0.1 What is a Metaheuristic?
Metaheuristics is a rather unfortunate1 term often used to describe a major subfield, indeed the primary subfield, of stochastic optimization. Stochastic optimization is the general class of algorithms and techniques which employ some degree of randomness to find optimal (or as optimal as possible) solutions to hard problems. Metaheuristics are the most general of these kinds of algorithms, and are applied to a very wide range of problems.
What kinds of problems? In Jacobellis v. Ohio (1964, regarding obscenity), the United States Supreme Court Justice Potter Stewart famously wrote,
I shall not today attempt further to define the kinds of material I understand to be embraced within that shorthand description; and perhaps I could never succeed in intelligibly doing so. But I know it when I see it, and the motion picture involved in this case is not that.
Metaheuristics are applied to I know it when I see it problems. They’re algorithms used to find answers to problems when you have very little to help you: you don’t know beforehand what the optimal solution looks like, you don’t know how to go about finding it in a principled way, you have very little heuristic information to go on, and brute-force search is out of the question because the space is too large. But if you’re given a candidate solution to your problem, you can test it and assess how good it is. That is, you know a good one when you see it.
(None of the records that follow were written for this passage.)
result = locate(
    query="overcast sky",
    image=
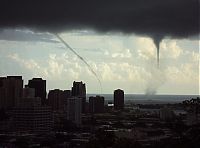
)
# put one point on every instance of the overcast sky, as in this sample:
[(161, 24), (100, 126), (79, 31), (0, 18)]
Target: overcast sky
[(120, 61)]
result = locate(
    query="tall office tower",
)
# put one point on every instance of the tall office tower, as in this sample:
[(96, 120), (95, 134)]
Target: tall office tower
[(56, 99), (29, 116), (118, 99), (79, 90), (28, 92), (10, 90), (40, 88), (2, 92), (96, 104), (74, 109)]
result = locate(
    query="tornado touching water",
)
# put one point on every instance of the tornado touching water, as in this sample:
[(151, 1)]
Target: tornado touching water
[(82, 59)]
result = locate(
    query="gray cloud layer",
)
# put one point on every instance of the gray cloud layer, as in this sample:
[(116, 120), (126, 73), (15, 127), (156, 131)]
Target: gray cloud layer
[(155, 18)]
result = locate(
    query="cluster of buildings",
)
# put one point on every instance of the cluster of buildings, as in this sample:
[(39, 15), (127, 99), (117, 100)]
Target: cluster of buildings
[(33, 110)]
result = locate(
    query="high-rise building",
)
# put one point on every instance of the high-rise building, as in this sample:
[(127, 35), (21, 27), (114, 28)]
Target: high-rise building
[(74, 109), (57, 99), (10, 90), (96, 104), (118, 99), (79, 90), (29, 116), (40, 88)]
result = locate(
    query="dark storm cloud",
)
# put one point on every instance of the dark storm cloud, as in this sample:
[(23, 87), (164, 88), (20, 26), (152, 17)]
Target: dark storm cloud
[(26, 35), (155, 18)]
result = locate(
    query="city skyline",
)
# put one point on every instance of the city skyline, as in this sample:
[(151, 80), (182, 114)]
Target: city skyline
[(119, 61), (113, 44)]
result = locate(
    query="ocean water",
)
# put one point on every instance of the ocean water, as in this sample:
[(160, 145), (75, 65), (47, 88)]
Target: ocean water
[(149, 99)]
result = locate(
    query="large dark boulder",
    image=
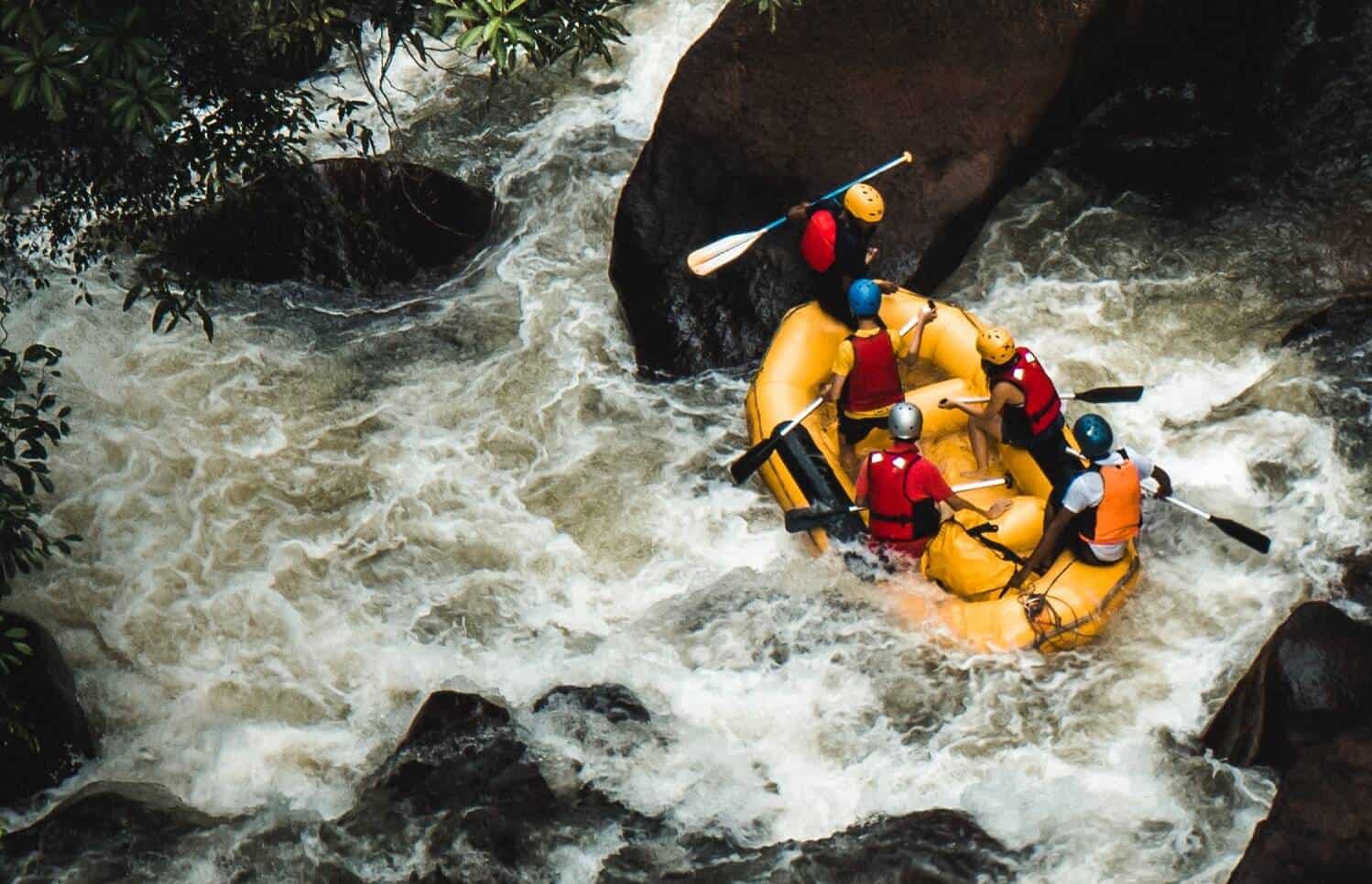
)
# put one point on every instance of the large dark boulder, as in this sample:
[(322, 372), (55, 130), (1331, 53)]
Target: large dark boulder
[(44, 733), (615, 702), (1311, 681), (755, 121), (1320, 826), (339, 223), (104, 832), (1305, 708), (463, 766), (942, 846)]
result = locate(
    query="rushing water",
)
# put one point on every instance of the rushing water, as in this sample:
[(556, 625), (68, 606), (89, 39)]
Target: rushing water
[(298, 533)]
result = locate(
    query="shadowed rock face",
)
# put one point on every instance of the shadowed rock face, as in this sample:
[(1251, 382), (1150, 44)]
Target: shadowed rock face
[(755, 121), (339, 223), (1305, 707), (112, 831), (1198, 106), (51, 735)]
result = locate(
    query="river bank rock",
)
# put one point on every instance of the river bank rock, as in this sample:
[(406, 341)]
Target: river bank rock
[(44, 733), (463, 766), (755, 121), (615, 702), (338, 223), (1305, 708), (1319, 826), (107, 832)]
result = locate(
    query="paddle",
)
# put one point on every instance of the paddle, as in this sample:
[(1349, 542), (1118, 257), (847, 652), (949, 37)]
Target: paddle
[(817, 517), (1098, 394), (1242, 533), (710, 258), (757, 454)]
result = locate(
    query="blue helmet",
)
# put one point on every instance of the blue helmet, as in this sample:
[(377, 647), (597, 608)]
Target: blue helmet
[(1094, 435), (863, 298)]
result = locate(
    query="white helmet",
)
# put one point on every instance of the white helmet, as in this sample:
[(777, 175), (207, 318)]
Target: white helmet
[(906, 421)]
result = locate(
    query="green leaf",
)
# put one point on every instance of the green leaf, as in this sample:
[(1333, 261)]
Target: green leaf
[(25, 476), (22, 93), (128, 302), (470, 38)]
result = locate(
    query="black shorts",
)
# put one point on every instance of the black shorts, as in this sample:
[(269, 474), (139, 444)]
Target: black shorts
[(854, 430), (1049, 449)]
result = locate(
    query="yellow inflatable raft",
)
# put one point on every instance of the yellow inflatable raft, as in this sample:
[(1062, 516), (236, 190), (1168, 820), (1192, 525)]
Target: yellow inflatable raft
[(1063, 608)]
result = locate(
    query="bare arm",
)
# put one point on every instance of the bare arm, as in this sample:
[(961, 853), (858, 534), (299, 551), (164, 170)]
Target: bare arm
[(1046, 544), (923, 319), (999, 397), (1164, 481)]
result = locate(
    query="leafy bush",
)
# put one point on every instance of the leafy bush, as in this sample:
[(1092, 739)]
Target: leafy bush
[(29, 423)]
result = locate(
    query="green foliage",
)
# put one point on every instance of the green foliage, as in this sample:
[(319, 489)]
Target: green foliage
[(13, 647), (773, 7), (543, 30), (117, 118), (30, 420)]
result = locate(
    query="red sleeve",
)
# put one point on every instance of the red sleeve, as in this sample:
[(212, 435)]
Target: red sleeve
[(923, 479)]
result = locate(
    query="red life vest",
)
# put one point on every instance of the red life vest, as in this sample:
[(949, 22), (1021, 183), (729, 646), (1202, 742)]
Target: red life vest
[(895, 515), (1041, 404), (817, 243), (874, 382), (1117, 517)]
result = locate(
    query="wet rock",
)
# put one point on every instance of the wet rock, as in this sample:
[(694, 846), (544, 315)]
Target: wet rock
[(1338, 338), (755, 121), (107, 832), (342, 223), (926, 846), (1319, 826), (1311, 681), (463, 766), (615, 702), (1357, 577), (44, 733)]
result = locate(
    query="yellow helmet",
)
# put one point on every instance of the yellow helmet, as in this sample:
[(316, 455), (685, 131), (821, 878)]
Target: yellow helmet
[(865, 203), (995, 344)]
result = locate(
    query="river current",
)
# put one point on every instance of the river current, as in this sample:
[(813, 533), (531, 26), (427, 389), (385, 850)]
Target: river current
[(344, 503)]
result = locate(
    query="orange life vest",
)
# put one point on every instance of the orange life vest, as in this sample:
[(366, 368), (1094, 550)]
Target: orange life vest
[(895, 515), (1117, 517), (874, 380)]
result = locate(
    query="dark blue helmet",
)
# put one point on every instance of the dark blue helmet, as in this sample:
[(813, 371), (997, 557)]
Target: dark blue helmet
[(1094, 435), (863, 298)]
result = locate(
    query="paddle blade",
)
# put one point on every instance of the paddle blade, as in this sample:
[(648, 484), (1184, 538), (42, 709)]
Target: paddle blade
[(752, 459), (710, 258), (1110, 394), (1242, 533), (809, 518)]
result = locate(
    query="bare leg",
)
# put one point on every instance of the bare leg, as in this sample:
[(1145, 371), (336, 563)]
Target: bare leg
[(978, 430)]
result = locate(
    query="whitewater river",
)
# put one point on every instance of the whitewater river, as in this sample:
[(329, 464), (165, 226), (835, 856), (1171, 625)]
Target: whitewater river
[(349, 501)]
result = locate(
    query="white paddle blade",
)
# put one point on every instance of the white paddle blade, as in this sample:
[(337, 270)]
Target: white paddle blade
[(710, 258)]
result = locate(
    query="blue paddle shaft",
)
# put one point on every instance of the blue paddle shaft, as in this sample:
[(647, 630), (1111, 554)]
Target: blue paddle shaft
[(840, 190)]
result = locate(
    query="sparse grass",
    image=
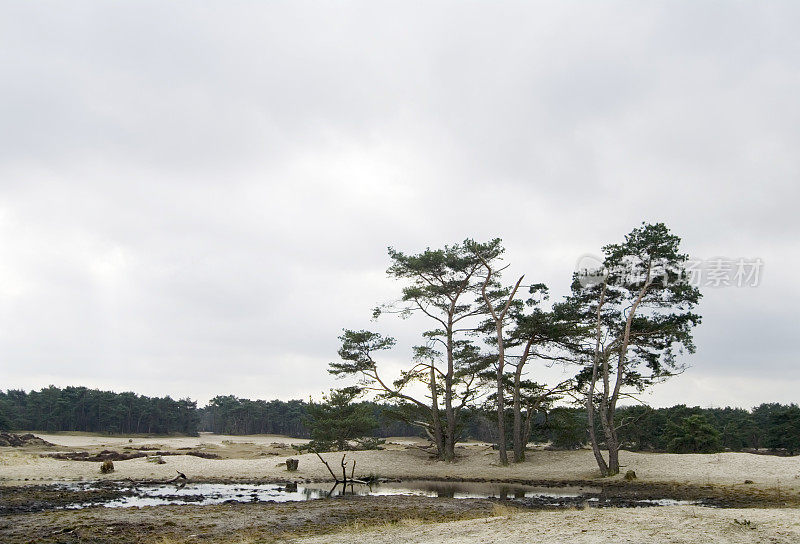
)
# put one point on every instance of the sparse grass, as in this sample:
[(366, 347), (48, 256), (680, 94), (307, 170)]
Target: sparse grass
[(505, 510)]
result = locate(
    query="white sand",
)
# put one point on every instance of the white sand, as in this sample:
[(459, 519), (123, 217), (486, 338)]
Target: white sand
[(401, 461), (87, 440), (669, 524)]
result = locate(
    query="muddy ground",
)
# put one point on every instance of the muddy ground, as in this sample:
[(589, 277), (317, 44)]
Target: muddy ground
[(35, 513), (261, 522)]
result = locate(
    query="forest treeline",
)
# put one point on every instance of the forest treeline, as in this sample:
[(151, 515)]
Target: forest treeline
[(680, 428)]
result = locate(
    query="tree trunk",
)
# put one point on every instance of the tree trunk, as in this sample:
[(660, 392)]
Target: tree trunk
[(598, 455), (501, 401), (450, 433), (437, 422), (519, 440)]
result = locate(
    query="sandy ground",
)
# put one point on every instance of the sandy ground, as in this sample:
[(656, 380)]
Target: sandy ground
[(670, 524), (262, 457)]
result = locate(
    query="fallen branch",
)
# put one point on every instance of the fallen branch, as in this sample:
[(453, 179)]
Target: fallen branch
[(345, 480)]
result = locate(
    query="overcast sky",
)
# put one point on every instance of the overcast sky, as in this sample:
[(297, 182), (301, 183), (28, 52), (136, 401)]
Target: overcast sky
[(195, 199)]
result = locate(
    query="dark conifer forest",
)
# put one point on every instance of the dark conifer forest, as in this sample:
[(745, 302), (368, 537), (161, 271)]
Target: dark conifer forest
[(769, 427)]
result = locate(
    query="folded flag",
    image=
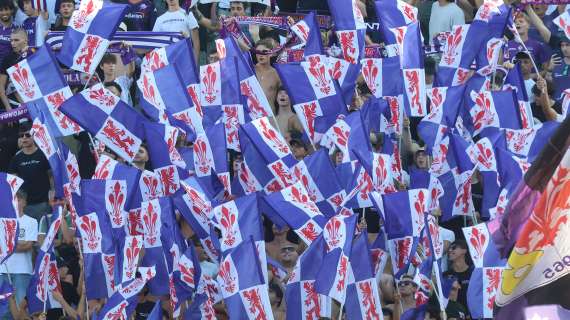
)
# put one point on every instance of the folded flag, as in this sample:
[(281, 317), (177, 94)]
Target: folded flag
[(110, 120), (482, 291), (243, 288), (91, 28)]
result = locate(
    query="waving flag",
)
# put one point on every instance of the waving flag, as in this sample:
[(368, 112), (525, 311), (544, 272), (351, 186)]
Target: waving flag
[(482, 247), (362, 298), (157, 219), (547, 223), (45, 279), (308, 31), (324, 189), (350, 28), (122, 303), (313, 94), (249, 85), (110, 120), (482, 291), (164, 95), (242, 285), (335, 274), (90, 29), (42, 87), (9, 185), (294, 206), (303, 301)]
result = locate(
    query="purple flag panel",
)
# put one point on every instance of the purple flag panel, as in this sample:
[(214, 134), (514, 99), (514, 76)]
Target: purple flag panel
[(362, 298), (483, 287), (9, 185), (242, 285), (110, 120), (90, 29)]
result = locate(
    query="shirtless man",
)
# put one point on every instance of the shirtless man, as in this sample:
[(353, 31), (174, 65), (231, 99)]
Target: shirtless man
[(266, 74)]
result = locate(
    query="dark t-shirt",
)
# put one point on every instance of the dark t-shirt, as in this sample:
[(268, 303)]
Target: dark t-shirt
[(463, 278), (140, 16), (33, 169)]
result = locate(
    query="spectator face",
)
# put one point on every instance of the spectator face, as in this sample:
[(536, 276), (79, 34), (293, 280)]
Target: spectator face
[(456, 253), (526, 66), (28, 9), (288, 253), (521, 24), (237, 9), (141, 156), (66, 10), (262, 58), (6, 15), (565, 48), (25, 140), (283, 98), (19, 41)]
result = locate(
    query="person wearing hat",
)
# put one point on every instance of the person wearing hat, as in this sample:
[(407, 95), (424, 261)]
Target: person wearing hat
[(31, 165), (460, 267)]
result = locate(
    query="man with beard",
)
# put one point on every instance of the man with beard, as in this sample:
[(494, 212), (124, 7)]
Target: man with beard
[(7, 10)]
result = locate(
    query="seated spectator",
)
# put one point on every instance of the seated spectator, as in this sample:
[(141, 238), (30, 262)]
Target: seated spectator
[(36, 25), (177, 20), (444, 15), (460, 267), (108, 73), (140, 15), (19, 266), (31, 165), (66, 8), (287, 120), (266, 74), (20, 50)]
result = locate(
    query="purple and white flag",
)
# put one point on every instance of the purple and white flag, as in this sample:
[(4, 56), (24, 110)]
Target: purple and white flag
[(91, 28)]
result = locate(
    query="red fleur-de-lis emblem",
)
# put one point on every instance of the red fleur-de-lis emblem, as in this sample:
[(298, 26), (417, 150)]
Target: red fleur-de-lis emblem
[(21, 77), (150, 219), (228, 222)]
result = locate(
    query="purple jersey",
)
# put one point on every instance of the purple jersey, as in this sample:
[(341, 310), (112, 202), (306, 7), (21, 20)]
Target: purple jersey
[(140, 16), (5, 46), (30, 26), (536, 49)]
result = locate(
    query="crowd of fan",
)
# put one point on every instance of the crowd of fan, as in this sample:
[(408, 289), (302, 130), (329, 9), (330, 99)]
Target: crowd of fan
[(547, 47)]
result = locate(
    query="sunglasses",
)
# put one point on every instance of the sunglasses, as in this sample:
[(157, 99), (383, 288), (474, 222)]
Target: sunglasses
[(405, 283), (287, 249)]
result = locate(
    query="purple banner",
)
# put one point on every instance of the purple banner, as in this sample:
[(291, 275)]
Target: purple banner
[(14, 114)]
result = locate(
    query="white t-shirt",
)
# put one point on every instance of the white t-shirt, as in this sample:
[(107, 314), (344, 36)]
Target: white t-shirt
[(21, 262), (177, 21), (442, 19)]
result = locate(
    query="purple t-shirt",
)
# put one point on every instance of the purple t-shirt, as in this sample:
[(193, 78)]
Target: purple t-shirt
[(140, 16), (536, 49), (5, 46)]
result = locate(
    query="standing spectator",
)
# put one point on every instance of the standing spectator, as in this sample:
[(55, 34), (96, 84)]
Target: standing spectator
[(266, 74), (35, 24), (176, 20), (7, 10), (459, 267), (140, 15), (31, 165), (66, 8), (20, 50), (444, 15), (108, 72), (536, 49), (18, 267)]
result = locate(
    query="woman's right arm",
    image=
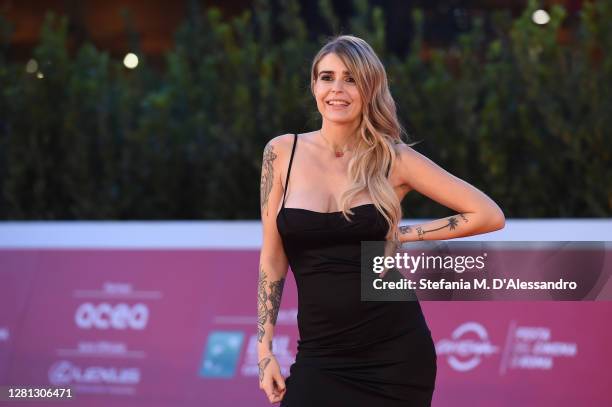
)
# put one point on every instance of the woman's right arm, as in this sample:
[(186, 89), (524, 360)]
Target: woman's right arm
[(273, 266)]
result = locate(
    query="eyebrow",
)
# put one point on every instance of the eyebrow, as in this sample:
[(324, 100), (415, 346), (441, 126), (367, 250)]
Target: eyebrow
[(345, 72)]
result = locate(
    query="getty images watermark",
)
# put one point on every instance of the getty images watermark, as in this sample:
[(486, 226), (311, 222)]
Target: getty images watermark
[(486, 271)]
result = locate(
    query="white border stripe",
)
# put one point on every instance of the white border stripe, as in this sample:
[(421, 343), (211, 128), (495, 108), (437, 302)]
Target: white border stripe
[(246, 234)]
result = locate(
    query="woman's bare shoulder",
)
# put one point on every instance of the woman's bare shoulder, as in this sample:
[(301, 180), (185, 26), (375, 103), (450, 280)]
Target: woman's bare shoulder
[(280, 144)]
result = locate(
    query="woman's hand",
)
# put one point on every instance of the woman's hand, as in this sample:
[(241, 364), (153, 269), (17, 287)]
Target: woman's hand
[(270, 379)]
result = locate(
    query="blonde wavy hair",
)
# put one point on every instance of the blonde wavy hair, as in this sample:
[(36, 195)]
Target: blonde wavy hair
[(379, 130)]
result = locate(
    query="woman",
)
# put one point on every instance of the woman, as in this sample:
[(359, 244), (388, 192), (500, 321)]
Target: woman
[(324, 192)]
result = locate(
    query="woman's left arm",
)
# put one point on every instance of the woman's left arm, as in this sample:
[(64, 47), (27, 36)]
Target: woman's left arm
[(477, 213)]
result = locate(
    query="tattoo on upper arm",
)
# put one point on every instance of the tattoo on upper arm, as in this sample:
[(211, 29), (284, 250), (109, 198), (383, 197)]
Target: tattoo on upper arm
[(267, 176), (405, 229), (452, 224), (263, 310)]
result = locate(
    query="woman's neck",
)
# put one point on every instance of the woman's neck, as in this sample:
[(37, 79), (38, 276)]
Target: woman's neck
[(340, 135)]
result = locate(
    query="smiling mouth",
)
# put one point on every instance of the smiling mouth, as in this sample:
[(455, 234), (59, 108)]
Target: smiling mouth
[(337, 103)]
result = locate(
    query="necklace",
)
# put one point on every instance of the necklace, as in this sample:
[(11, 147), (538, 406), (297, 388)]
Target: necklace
[(338, 153)]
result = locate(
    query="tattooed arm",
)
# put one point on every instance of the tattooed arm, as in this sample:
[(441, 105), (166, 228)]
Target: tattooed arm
[(477, 213), (273, 264)]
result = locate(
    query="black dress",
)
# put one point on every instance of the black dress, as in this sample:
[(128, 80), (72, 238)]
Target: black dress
[(351, 353)]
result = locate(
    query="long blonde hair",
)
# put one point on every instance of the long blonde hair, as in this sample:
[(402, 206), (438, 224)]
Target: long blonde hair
[(379, 130)]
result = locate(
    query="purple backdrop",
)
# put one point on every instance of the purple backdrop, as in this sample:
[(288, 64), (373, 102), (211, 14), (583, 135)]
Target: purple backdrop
[(177, 327)]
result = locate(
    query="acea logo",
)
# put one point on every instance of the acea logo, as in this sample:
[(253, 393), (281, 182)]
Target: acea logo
[(107, 316), (221, 354), (469, 343)]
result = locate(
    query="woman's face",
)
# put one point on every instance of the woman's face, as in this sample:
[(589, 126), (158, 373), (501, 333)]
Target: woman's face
[(335, 90)]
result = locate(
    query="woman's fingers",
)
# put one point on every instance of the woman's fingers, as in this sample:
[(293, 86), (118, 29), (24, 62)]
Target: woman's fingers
[(275, 389)]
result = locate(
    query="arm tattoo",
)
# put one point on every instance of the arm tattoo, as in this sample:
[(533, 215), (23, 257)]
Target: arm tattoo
[(452, 224), (262, 366), (267, 176), (262, 305), (405, 229), (263, 310), (420, 233), (276, 293)]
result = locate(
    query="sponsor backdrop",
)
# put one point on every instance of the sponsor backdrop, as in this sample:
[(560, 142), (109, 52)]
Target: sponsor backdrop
[(169, 327)]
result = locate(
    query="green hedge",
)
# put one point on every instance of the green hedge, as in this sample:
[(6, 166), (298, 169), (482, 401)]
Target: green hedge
[(522, 113)]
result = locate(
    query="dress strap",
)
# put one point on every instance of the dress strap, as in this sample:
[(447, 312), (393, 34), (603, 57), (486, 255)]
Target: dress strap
[(289, 170)]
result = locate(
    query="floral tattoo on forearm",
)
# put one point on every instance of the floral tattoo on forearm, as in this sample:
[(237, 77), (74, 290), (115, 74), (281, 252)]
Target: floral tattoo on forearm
[(452, 225), (267, 312)]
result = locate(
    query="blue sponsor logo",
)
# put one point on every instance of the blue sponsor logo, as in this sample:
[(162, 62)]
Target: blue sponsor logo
[(221, 354)]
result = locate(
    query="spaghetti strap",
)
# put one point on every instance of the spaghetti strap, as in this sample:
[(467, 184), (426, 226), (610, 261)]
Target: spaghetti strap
[(289, 169)]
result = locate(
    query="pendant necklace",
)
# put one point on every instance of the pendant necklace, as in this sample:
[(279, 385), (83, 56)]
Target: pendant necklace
[(338, 153)]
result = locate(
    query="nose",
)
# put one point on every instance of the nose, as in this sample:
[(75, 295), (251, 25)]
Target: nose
[(337, 85)]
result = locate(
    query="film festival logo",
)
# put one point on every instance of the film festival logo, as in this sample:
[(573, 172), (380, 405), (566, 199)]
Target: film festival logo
[(463, 353), (528, 348)]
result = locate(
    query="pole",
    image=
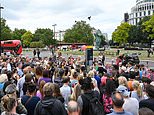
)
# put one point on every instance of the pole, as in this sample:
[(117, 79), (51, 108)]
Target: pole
[(0, 29), (54, 33), (54, 29)]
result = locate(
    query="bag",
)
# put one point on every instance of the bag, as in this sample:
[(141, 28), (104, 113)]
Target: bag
[(95, 106), (46, 110), (107, 103)]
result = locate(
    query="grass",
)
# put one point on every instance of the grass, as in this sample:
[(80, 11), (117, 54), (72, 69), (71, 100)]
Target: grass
[(112, 53)]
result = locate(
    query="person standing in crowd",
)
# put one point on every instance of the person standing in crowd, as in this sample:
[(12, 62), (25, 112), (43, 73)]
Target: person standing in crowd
[(12, 93), (106, 96), (128, 106), (45, 77), (39, 92), (137, 92), (73, 108), (149, 103), (10, 105), (19, 69), (30, 100), (34, 52), (145, 111), (66, 89), (38, 53), (57, 94), (118, 102), (49, 105), (84, 99)]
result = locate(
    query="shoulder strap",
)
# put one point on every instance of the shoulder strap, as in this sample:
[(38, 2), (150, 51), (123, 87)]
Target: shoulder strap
[(28, 100)]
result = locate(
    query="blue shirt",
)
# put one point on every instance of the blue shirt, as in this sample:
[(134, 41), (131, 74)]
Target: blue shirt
[(120, 113)]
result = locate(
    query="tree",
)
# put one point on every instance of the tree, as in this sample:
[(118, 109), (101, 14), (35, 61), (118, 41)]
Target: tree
[(149, 28), (17, 33), (121, 34), (27, 38), (79, 33), (6, 31), (44, 35)]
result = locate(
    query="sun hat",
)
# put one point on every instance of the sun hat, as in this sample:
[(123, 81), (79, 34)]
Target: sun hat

For example: imagine if you’re trying to find an optimal set of robot behaviors for a soccer goalie robot. You have a simulator for the robot and can test any given robot behavior set and assign it a quality (you know a good one when you see it). And you’ve come up with a definition for what robot behavior sets look like in general. But you have no idea what the optimal behavior set is, nor even how to go about finding it.
The simplest thing you could do in this situation is Random Search: just try random behavior sets as long as you have time, and return the best one you discovered. But before you give up and start doing random search, consider the following alternative, known as Hill-Climbing. Start with a random behavior set. Then make a small, random modification to it and try the new version. If the new version is better, throw the old one away. Else throw the new version away. Now make another small, random modification to your current version (which ever one you didn’t throw away). If this newest version is better, throw away your current version, else throw away the newest version. Repeat as long as you can.
Hill-climbing is a simple metaheuristic algorithm. It exploits a heuristic belief about your space of candidate solutions which is usually true for many problems: that similar solutions tend to behave similarly (and tend to have similar quality), so small modifications will generally result in small, well-behaved changes in quality, allowing us to “climb the hill” of quality up to good solutions. This heuristic belief is one of the central defining features of metaheuristics: indeed, nearly all metaheuristics are essentially elaborate combinations of hill-climbing and random search.
The “I know it when I see it” problems tackled by metaheuristics are a subclass of inverse problems. An inverse problem is one in which you have a test function f which takes a candidate solution and produces an assessment of it, but in which it’s difficult or impossible to construct the inverse function f−1 which takes an assessment and returns a candidate solution which would have had that assessment.2 In our example, our robot simulator and test procedure is f . But what we really want is an inverse function f−1 which takes an assessment and returns a robot behavior set. That way, if we were lucky, we could plug in the optimal assessment value into f−1 and get the optimal robot behavior set.
Optimization methods (such as metheuristics) are designed to overcome inverse problems. But many classic optimization techniques, such as Gradient Ascent (Algorithm 1) make strong assumptions about the nature of f : for example, that we also know its first derivative f ′. Metaheuristics make far weaker assumptions, and sometimes make none at all. This means that metaheuristics are very general, but also means that they’re often best thought of as last-ditch methods, used when no other known technique works. As it so happens, that’s the case for an enormous, important, and growing collection of problems.